Alimler umre'nin meşru olduğuna icma etmişlerdir.
İbn Abbas'dan rivayet olunduğuna göre; Nebi aleyhisselam "Ramazan'da umre
yapmanın sevabı, nafile hacc sevabına denktir." buyurmuştur. (Ahmed ve İbn
Mace)
Ebu Hanife (r.a.)'den rivayet olunduğuna göre, Nebi aleyhisselam şöyle
buyurmuştu: "Yapılan bir umre diğer bir umreye kadar aradaki günahlara
kefarettir. Hacc-ı mebrur'un mükafatı cennetten başkası değildir."
(Buhari, Müslim ve Ahmed) "Hac'dan sonra arkasından umreyi yapın," hadisi de
umrenin meşruluğuna delildir.
Umrenin Tekrarı
Nafi demiştir ki: "Abdullah bin Ömer, İbn Zübeyr zamanında, her sene iki
defa olmak üzere senelerce umre yapmıştır."
Kasım şöyle demiştir: "Aişe (r.a.) senede üç kere umre yapmıştır." Kasım'a
"Böyle yaptığı için Aişe (r.a.)'yı hiç ayıplayan oldu mu?" diye sorulunca; "Sübhanallah,
o müminlerin annesidir, kim onu ayıplayabilir?" diye cevap verdi.
İlim ehlinin çoğu bu görüşe varmışlardır.
İmam Malik ise, senede birden fazla umre yapmayı mekruh saymıştır.
Umrenin Hacdan Önce ve Hacc Aylarında Yapılmasının Caiz Olduğu
Umre yapanın, hacc aylarında hacc yapmadan umre yapması caizdir.
Ömer (r.a.), Şevval ayında umre yapmış ve hacc yapmadan Medine'ye dönmüştür.

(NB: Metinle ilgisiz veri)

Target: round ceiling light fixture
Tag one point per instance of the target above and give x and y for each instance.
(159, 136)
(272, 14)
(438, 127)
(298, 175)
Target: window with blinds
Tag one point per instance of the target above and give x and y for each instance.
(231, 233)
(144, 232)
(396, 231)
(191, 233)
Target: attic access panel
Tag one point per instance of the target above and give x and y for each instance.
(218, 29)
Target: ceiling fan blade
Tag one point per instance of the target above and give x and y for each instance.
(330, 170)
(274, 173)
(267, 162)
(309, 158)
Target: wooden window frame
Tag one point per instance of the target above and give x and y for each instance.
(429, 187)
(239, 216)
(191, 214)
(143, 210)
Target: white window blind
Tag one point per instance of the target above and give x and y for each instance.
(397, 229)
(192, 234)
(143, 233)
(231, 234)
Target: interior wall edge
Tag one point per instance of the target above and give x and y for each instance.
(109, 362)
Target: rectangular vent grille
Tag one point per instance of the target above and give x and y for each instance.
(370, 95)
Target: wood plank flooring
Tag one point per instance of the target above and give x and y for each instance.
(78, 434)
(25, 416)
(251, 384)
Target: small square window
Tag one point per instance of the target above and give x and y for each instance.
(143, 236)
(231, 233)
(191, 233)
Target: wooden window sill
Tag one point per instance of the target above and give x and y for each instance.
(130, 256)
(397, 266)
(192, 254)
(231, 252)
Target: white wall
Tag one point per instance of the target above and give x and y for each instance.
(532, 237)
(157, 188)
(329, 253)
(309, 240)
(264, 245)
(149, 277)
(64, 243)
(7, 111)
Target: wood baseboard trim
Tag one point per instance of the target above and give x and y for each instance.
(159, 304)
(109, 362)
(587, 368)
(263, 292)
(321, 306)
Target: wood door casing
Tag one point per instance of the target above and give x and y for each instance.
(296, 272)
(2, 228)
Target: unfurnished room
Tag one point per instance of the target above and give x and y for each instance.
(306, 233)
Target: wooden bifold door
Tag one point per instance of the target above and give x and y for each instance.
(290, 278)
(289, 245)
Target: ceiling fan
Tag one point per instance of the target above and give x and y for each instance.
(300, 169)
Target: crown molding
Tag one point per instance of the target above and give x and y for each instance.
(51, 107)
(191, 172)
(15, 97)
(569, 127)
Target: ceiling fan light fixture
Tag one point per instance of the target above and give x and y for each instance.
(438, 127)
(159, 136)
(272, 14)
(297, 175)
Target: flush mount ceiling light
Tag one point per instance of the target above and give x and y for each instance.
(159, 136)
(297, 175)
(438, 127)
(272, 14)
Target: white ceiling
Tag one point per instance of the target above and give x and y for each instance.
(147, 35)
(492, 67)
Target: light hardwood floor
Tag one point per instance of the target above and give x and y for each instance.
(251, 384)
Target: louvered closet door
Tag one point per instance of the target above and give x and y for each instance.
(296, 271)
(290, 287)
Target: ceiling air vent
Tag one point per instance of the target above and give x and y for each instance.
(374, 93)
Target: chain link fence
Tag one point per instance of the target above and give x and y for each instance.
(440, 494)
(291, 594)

Tavus şöyle demiştir: "Cahiliyyet Arapları, hacc aylarında umre yapmayı en
büyük günah sayarlar ve şöyle derlerdi: "Safer (onların safer diye
adlandırdıkları Muharrem ayı) geçince, develerin çölde yürümekten meydana
gelen yaraları iyileşince, yürüyüş izleri kaybolunca, umre yapmak isteyene
umre helal olur." İslam dini, insanlara hacc aylarında umre yapmayı
emredince, umrenin hacc aylarında yapılabileceği kıyamete kadar gerçekleşmiş
oldu."
Rasulullah (s.a.v.)'in Yaptığı Umrelerin Sayısı
İbn Abbas'dan rivayet olunduğuna göre; Nebi aleyhisselam dört defa umre
yapmıştır: Birincisi Hudeybiye umresi, ikincisi kaza umresi, üçüncüsü
Ci'rane'den, dördüncüsü de veda haccıyla birlikte yaptığı umrelerdir.
Umrenin Hükmü
Hanefiler ve İmam Malik, umrenin sünnet olduğu görüşündedirler. Çünkü
Cabir'in rivayet ettiği hadiste, Nebi aleyhisselam'a "Umre vacib midir?"

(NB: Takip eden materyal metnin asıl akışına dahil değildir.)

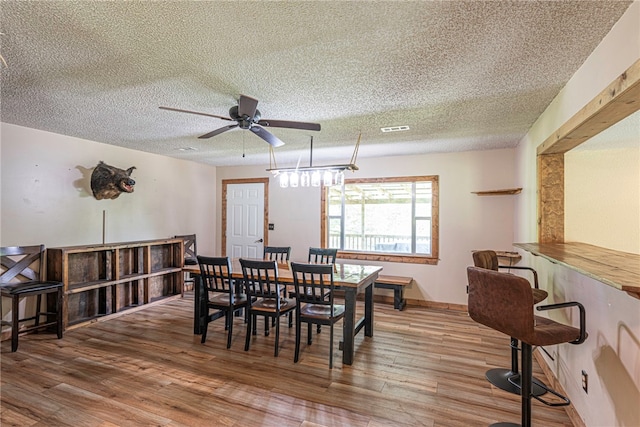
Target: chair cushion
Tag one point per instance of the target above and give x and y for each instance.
(223, 298)
(27, 287)
(269, 304)
(538, 295)
(321, 310)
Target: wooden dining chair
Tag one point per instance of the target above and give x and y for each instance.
(322, 255)
(318, 256)
(220, 293)
(265, 297)
(22, 276)
(280, 254)
(314, 290)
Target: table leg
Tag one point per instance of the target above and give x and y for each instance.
(197, 305)
(349, 326)
(368, 310)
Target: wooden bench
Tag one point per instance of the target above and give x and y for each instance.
(397, 283)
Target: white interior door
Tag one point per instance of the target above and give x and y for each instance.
(245, 220)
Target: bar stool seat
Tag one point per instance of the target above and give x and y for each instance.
(504, 302)
(26, 262)
(503, 378)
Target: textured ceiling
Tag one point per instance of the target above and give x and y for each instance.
(463, 75)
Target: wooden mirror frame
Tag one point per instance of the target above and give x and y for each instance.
(618, 100)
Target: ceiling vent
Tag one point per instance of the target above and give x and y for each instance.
(395, 128)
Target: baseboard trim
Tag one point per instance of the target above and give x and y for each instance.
(552, 381)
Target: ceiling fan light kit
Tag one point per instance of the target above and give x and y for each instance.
(312, 176)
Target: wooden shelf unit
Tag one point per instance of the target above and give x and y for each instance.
(505, 192)
(103, 280)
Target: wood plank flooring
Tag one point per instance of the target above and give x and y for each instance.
(423, 367)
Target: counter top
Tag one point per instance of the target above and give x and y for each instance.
(620, 270)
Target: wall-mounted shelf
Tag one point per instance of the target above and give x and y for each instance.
(620, 270)
(504, 192)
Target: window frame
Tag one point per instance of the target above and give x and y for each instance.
(431, 259)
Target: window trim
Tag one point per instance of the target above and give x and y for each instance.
(431, 259)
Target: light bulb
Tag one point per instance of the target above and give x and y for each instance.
(328, 178)
(305, 180)
(315, 179)
(293, 179)
(284, 180)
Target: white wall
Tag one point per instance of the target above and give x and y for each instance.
(611, 354)
(467, 221)
(602, 197)
(46, 194)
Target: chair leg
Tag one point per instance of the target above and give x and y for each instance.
(298, 333)
(509, 379)
(59, 305)
(204, 330)
(527, 375)
(252, 319)
(230, 329)
(15, 324)
(275, 352)
(331, 347)
(38, 309)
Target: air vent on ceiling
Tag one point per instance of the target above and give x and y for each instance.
(395, 128)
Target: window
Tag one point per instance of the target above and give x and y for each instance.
(384, 219)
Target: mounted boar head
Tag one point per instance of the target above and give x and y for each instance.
(107, 182)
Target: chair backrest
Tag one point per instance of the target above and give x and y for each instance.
(22, 263)
(216, 274)
(313, 283)
(501, 301)
(486, 259)
(277, 253)
(322, 255)
(190, 248)
(261, 279)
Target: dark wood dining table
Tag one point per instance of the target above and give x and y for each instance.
(352, 279)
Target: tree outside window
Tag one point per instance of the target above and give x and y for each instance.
(388, 219)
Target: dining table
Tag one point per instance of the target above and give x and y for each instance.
(350, 279)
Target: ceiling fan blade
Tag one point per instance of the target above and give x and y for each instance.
(179, 110)
(289, 124)
(217, 131)
(247, 106)
(267, 136)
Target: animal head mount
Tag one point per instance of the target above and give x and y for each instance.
(108, 182)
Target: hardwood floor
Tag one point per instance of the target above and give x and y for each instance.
(423, 367)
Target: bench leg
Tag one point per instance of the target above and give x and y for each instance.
(398, 298)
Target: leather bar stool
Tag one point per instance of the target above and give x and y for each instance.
(504, 302)
(509, 379)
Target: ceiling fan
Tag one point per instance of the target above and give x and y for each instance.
(247, 116)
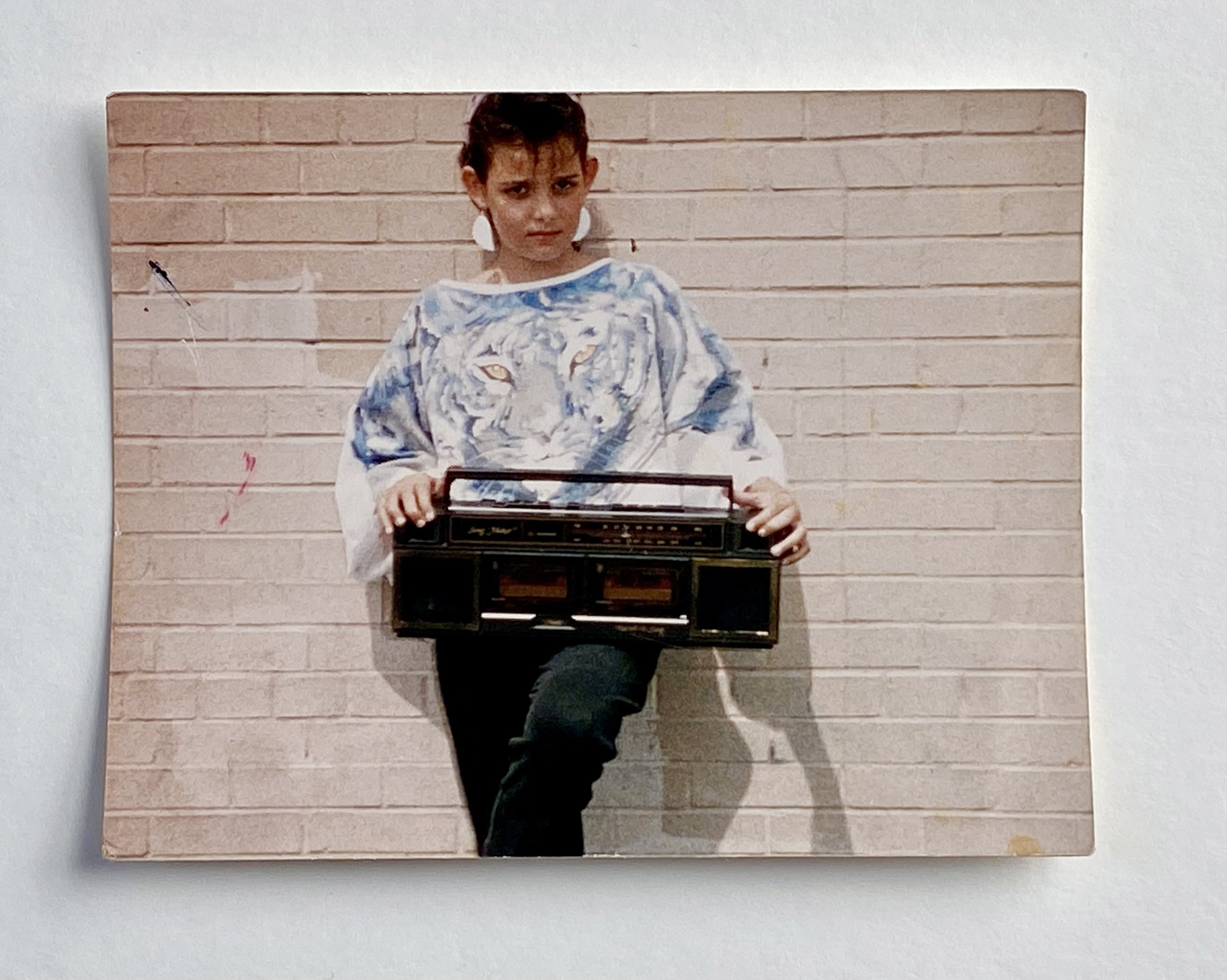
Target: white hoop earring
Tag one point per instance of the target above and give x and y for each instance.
(586, 225)
(484, 234)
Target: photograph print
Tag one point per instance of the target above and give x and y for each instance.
(597, 474)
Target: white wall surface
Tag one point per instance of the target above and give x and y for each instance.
(1149, 903)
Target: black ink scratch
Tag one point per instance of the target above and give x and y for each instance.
(161, 274)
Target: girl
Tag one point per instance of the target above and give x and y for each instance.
(549, 360)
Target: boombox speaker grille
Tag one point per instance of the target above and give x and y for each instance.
(733, 599)
(437, 591)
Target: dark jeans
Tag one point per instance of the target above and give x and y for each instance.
(533, 724)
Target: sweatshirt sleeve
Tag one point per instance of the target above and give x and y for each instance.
(386, 440)
(708, 401)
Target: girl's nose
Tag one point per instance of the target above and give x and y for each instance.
(544, 207)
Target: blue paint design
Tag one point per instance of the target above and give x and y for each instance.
(586, 374)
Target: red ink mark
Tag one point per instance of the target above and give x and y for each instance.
(248, 467)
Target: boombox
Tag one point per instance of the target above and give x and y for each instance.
(681, 576)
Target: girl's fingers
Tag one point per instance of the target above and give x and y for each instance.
(797, 556)
(782, 519)
(423, 509)
(791, 542)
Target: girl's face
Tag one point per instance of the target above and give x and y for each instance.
(534, 202)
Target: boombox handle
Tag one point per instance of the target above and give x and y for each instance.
(673, 480)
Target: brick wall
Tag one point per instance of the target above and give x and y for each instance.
(899, 274)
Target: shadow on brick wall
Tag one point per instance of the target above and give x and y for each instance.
(744, 765)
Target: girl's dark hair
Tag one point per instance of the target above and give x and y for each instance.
(529, 119)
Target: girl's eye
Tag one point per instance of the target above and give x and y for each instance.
(497, 372)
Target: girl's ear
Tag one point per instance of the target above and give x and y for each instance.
(590, 167)
(475, 188)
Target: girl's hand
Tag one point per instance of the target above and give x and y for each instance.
(776, 510)
(411, 498)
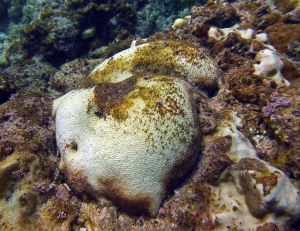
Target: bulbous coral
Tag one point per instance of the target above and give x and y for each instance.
(151, 117)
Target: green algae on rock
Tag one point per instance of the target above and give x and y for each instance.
(146, 101)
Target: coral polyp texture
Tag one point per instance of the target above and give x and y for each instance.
(192, 128)
(133, 137)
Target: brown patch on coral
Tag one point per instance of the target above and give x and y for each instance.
(268, 181)
(180, 170)
(281, 35)
(110, 95)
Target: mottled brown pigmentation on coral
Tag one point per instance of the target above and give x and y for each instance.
(123, 197)
(109, 96)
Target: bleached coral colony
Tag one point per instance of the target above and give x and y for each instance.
(193, 128)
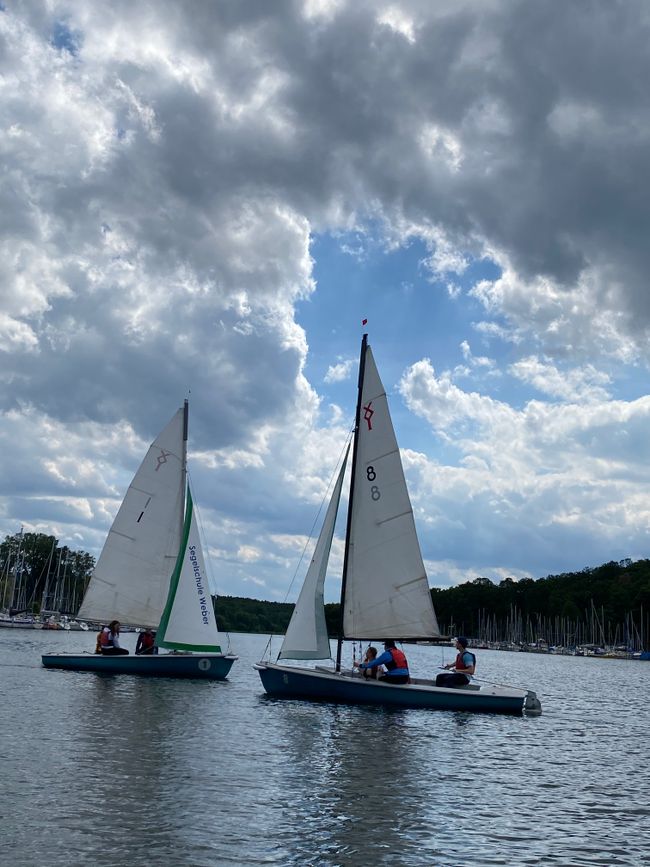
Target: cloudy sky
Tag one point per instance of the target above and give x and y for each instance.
(207, 198)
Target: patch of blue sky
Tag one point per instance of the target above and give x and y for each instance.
(411, 315)
(66, 39)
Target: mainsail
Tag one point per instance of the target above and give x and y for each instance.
(386, 589)
(131, 579)
(306, 636)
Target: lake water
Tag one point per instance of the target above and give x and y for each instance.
(105, 770)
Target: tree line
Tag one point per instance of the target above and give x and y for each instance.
(606, 604)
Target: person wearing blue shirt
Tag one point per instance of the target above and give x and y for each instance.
(463, 666)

diye sorulunca Nebi aleyhisselam: "Hayır, vacib değildir. Fakat umre
yapmanız efdaldir." buyurdu. (Ahmed ve Tirmizi)
Şafiiler ile İmam Ahmed'e göre; umre farzdır. Çünkü Allahu Teala "Allah için
hacc ve umreyi tamamlayın." (Bakara: 196) buyurmuştur. "Bu ayette umre hacc
üzerine atf edilmiştir. Hacc farz olunca umre de hacc gibi farzdır,"
demişlerdir.
Ancak birinci görüş tercihe şayandır.
Fethu'l Alam kitabında, yazarı; Bu konuda gelen hadisler hüccet olabilecek
nitelikte değildir." demiştir.
Tirmizi'nin Şafi'iden naklettiğine göre ise; Şafii; "Umrenin nafile olduğuna
dair sabit olmuş bir rivayet yoktur," demiştir.
Umrenin Vakti
Alimlerin çoğu, umrenin vaktinin bütün senenin günleri olduğu ve senenin
herhangi bir gününde eda edilebileceği görüşüne varmışlardır.

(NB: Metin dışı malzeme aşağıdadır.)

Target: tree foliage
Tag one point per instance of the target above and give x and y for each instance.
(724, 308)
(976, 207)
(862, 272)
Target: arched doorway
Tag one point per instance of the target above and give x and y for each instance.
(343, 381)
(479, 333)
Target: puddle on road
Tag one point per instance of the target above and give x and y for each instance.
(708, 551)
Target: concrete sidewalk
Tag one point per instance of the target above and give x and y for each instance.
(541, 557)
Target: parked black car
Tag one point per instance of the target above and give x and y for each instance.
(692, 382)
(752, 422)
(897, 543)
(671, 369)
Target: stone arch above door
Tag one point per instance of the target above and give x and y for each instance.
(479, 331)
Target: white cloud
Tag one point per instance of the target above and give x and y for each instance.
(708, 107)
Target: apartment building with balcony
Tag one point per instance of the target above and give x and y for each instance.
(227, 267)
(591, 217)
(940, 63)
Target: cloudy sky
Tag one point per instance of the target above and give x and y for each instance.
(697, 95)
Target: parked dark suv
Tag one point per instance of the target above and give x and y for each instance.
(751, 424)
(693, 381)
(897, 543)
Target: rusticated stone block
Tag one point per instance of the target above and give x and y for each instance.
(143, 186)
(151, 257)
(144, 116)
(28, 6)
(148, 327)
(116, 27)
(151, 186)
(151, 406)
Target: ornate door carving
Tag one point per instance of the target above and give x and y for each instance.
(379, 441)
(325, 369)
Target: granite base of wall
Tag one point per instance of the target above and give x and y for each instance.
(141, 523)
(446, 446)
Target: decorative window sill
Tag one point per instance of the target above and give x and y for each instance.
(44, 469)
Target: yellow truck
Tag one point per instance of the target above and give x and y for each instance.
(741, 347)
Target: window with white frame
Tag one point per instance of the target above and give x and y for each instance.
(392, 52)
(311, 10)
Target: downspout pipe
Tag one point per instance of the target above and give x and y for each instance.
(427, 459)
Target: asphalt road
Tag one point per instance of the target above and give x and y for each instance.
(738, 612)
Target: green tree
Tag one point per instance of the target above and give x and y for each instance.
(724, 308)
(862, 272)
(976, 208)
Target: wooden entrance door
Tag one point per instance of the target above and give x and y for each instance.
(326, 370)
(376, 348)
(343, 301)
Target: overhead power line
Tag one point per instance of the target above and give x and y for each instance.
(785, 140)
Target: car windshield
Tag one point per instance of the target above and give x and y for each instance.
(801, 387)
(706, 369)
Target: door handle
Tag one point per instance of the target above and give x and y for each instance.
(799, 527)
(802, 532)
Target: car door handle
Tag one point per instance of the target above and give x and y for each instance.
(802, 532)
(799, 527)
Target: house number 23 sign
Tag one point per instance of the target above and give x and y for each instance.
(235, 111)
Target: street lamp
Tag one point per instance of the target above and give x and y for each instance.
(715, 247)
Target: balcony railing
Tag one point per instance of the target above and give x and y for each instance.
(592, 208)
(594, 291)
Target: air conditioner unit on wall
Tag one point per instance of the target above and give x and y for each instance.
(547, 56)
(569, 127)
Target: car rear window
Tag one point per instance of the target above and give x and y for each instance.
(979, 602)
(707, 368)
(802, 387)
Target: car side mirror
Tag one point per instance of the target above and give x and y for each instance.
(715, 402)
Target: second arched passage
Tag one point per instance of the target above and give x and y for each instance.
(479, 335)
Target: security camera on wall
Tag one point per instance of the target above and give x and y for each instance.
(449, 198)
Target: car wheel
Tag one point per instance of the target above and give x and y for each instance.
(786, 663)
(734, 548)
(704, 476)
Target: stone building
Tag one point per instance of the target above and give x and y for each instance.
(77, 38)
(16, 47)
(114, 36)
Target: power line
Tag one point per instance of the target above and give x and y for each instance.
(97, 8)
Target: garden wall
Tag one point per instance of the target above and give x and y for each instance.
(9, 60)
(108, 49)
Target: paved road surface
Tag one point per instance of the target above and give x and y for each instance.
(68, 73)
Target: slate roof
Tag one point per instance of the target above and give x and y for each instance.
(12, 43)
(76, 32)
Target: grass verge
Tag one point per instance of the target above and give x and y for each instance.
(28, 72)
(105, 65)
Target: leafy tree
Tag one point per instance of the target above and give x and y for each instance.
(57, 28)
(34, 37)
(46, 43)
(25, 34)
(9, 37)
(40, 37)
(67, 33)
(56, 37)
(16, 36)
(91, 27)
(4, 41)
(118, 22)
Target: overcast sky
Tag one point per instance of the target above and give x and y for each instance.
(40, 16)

Ebu Hanife ise; yılın beş gününde umre yapmanın mekruh olduğunu söylemiş ve
bu günlerin, arafe, kurban bayramı ve üç teşrik günleri olduğunu
belirtmiştir.
Ebu Yusuf'un görüşü ise; arafe günü ve arafeyi takip eden üç günde umrenin
mekruh olduğudur. Alimler hacc aylarında umrenin caiz olduğunda ittifak
etmişlerdir.
Buhari, İkrime b. Halid'in şöyle dediğini rivayet etmiştir: "Abdullah bin
Ömer (r.a.)'a hacdan evvel umre yapmayı sordum, cevaben dedi ki; "Hacdan
evvel umre yapmakta bir beis yoktur. Zira Nebi aleyhisselam hacdan evvel
umre yapmıştır."
Cabir (r.a.)'den rivayet olunduğuna göre; Aişe (r.a.) hayız olduktan sonra,
Kabe'yi tavaf etmek dışında bütün hacc vazifelerini yaptı. Hayızdan
temizlenince de Kabe'yi tavaf etti ve şöyle dedi: "Ya Rasulullah, siz hacc
ve umre yapmaya gidiyorsunuz. Ben ise hacc yapıyorum." Bunun üzerine
Rasulullah (s.a.v.) Abdurrahman bin Ebibekir'e Aişe'yi, Tenim'e çıkarmasını
emretti. Böylece Aişe (r.a.) Zilhicce ayında hacdan sonra umreye niyetlendi.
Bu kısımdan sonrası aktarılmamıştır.